• Determine the basis of differences observed in children’s vs adults’ urinary concentrations. For example, are the observed differences related to differences in exposure or to differences in metabolism?

  • Determine prenatal exposure by using phthalate-exposure biomarkers (that is, urine and amniotic fluid) at multiple relevant times during pregnancy. It is especially important to determine whether the various metabolite concentrations vary with time; if so, it might indicate differences in metabolism according to gestational age.

  • Determine the relationship between maternal urinary phthalate metabolite concentrations and those in the fetal compartment (for example, concentrations in amniotic fluid), with an emphasis on understanding the pharmacokinetics of phthalates in the fetal compartment.

  • Characterize human exposure to other antiandrogens and other factors that contribute to disturbed androgen action. Determine the possibility of coexposure, in which case the chemicals would exhibit joint action.
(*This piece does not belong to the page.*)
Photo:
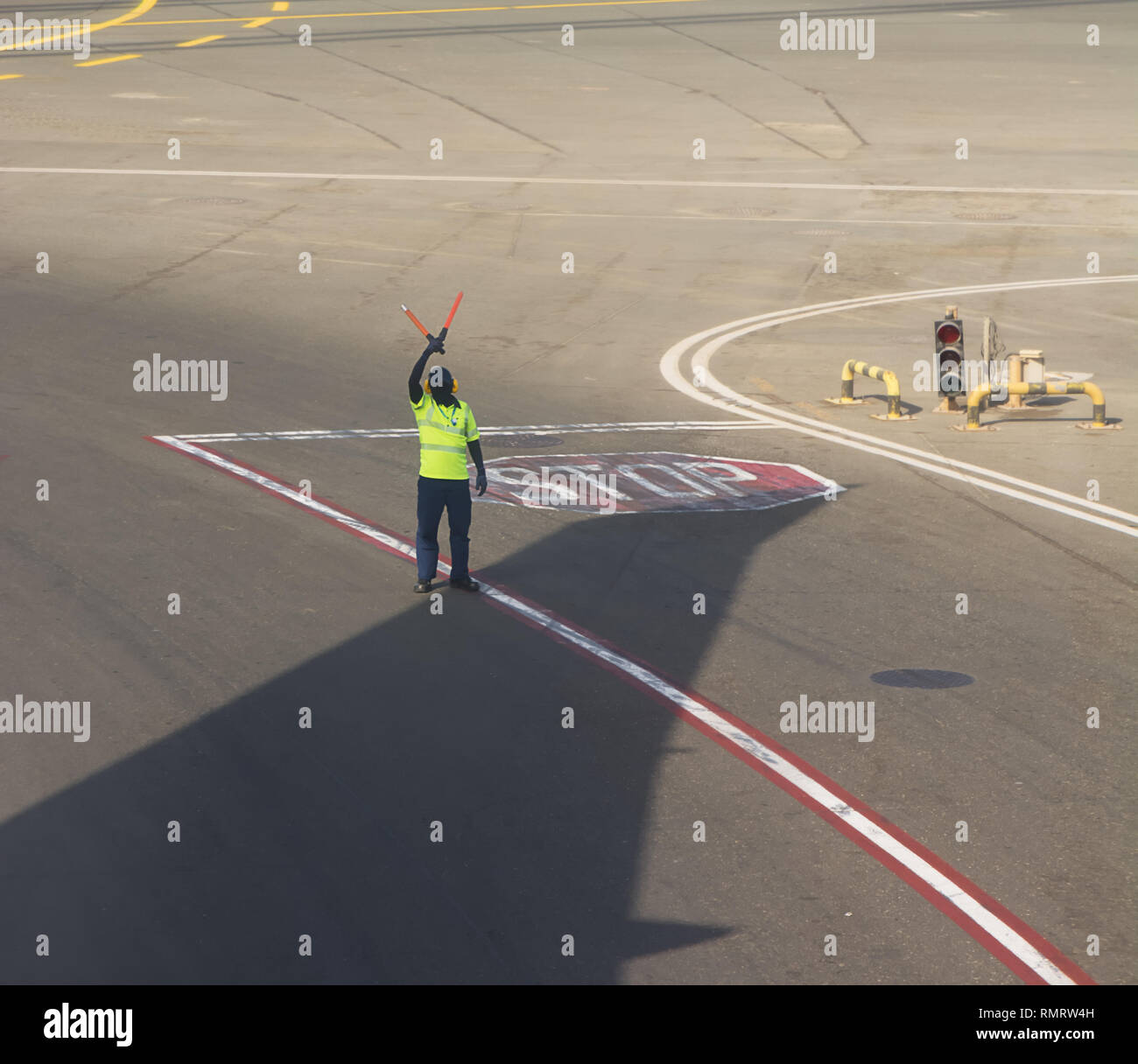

  • Use existing large databases, such as NHANES, to assess exposure to multiple phthalates and other chemicals that may contribute to common biologic outcomes. Incorporate state-of-the-art exposure-assessment strategies for multiple phthalates and other chemicals in large or planned epidemiologic studies, such as the National Children’s Study.

  • Develop pharmacokinetic models that can allow better predictions of human fetal exposure on the basis of animal studies.

TOXICITY ASSESSMENT

As discussed in Chapter 3, although few human data are available, rats exposed to a variety of phthalates have exhibited reproductive developmental effects that mirror the hypothesized testicular dysgenesis syndrome in humans. The research initiatives outlined below would add substantially to the scientific database and enable better prediction of effects of phthalate exposure.

  • Conduct studies to determine whether there are multigenerational effects of specific phthalates, phthalate-antiandrogen mixtures, and antiandrogen mixtures that have not yet been tested.

  • Elucidate the mechanisms of phthalate action in fetal vs adult tissue, mechanistic differences between species, and any potential for differences in effects related to exposure route.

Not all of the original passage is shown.